Look for the category cliches. Loads of car brands play on the idea of having ‘drive’ and being ‘driven’. Loads of food and drink brands talk about something being a ‘mark of good taste’. Countless brands spend the Christmas period telling you they’ve got everything ‘all wrapped up.’
Brands think they’re being clever and witty by looking for double meanings. But they’re falling into the same old trap: wordplay. Great writing is not wordplay.
If it was, you could become a great writer by buying a bunch of fridge magnets. So, look out for the cliches, then work out how to avoid them or subvert them.
Do you have any tips or guidelines on how brands can approach picking an emotion or vantage point that they should use?
The obvious answer (which I think is still a good answer) is to write with the emotion in mind that you want people to feel. This is good because you aim for your writing to feel a certain way, rather than just repeating keywords (which will bore people very quickly).
A different approach is to think about your enemy. To rail against it, to use your nemesis as your motivation and your target. This can generate a lot of energy and is a great way to identify with people. Basically, have a rant.
You mention that brands shouldn’t “over-egg the pudding,” and there have been times when brands have attempted to write to excite but it doesn’t go well for them. Do you have any advice so they can avoid that?
Nike doesn’t say ‘Just Do It’ on every product, in every ad, on every shoebox. Tesco doesn’t tell you that ‘Every Little Helps’ on every app screen or every receipt. Instead, both of these brands look for opportunities to inject personality and passion into the right places.
So rather than just plonking their tagline on a recycled plastic bag, Tesco says ‘I’m back’. And rather than just telling people to ‘do it’ on Air Max Day they say ‘KISS MY AIRS’. It’s witty, original, it has attitude, it’s from the same place, and it’s not just repetition.
Do you have any tips for brands for execution or establishing their brand’s voice with their audience and sustaining that over a long period of time?
I think all brands need to reflect popular culture and vocabulary to some extent.
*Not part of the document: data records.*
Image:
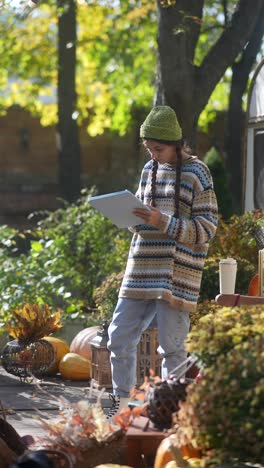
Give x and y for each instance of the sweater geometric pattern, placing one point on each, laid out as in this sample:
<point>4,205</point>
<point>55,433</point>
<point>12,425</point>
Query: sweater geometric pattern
<point>167,262</point>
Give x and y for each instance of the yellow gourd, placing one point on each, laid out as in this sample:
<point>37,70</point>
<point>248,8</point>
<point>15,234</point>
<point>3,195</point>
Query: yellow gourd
<point>75,367</point>
<point>60,348</point>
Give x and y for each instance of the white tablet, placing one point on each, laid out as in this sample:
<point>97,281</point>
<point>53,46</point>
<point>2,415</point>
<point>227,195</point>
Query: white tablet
<point>118,207</point>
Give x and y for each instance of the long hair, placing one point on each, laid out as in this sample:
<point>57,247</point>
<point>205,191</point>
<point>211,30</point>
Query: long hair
<point>178,145</point>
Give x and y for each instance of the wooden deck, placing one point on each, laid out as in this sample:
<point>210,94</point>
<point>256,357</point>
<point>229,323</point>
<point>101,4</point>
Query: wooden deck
<point>22,402</point>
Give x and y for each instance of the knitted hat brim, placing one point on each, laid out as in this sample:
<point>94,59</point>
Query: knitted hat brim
<point>159,133</point>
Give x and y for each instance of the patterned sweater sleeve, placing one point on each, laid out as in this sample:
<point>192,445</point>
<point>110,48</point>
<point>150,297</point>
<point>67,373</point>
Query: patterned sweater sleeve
<point>201,227</point>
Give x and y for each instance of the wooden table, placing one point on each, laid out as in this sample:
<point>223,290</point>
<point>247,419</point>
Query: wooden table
<point>142,441</point>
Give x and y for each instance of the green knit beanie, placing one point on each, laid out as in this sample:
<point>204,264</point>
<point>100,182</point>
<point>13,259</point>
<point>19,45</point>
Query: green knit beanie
<point>161,124</point>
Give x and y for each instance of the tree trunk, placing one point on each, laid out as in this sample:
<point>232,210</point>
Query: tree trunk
<point>182,85</point>
<point>236,120</point>
<point>68,134</point>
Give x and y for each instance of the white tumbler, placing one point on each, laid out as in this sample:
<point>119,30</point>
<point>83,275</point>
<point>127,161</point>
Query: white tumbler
<point>227,275</point>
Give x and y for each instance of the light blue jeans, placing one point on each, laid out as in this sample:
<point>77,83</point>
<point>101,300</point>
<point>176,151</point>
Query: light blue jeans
<point>131,317</point>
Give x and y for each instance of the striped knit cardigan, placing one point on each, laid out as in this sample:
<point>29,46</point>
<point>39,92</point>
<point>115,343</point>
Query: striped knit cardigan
<point>167,263</point>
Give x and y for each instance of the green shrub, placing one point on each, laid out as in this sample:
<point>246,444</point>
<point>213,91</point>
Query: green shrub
<point>223,329</point>
<point>235,238</point>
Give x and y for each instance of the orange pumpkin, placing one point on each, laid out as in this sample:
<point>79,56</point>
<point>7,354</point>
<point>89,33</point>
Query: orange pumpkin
<point>253,288</point>
<point>81,343</point>
<point>61,348</point>
<point>75,367</point>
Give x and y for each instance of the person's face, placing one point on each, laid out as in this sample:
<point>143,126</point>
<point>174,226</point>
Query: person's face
<point>161,152</point>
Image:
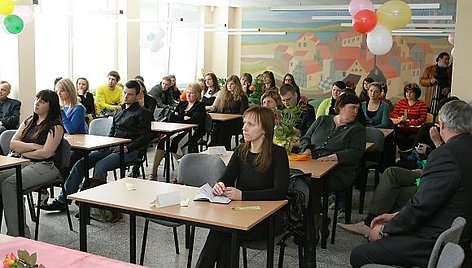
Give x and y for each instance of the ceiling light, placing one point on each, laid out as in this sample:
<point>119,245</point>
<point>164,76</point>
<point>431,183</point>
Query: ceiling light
<point>324,18</point>
<point>345,7</point>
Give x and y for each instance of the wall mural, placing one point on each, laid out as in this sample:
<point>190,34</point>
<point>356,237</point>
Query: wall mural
<point>319,53</point>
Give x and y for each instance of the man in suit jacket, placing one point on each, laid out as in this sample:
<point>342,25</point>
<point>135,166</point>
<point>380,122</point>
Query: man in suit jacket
<point>9,108</point>
<point>407,237</point>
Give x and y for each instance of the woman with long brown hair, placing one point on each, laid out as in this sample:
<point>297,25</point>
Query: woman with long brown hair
<point>258,170</point>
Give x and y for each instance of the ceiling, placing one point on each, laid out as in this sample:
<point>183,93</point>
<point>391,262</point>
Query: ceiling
<point>274,3</point>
Sure, TikTok and ASOS need to feel more current than the British Library, but all brands need to accept that language evolves and how people speak is always in flux.
It’s important not to just fiddle around with adjectives, and instead be conscious of your cultural references.
For example, if you’re writing for Tesco and you know you need to channel a kind of dad-joke, light entertainment energy, are you still looking at Bruce Forsyth for inspiration, or are you listening to how Ant and Dec speak on Saturday Night Takeaway?
If you’re writing a Nike football campaign, are you writing like a bald guy in a blazer on Match of the Day, or are you using the vocabulary of Netflix’s Top Boy?
If you want to write to excite, you’ve got to beware cliches and fading cultural references and try to stay alive to all voices, whether they’re from the street or the stars of primetime.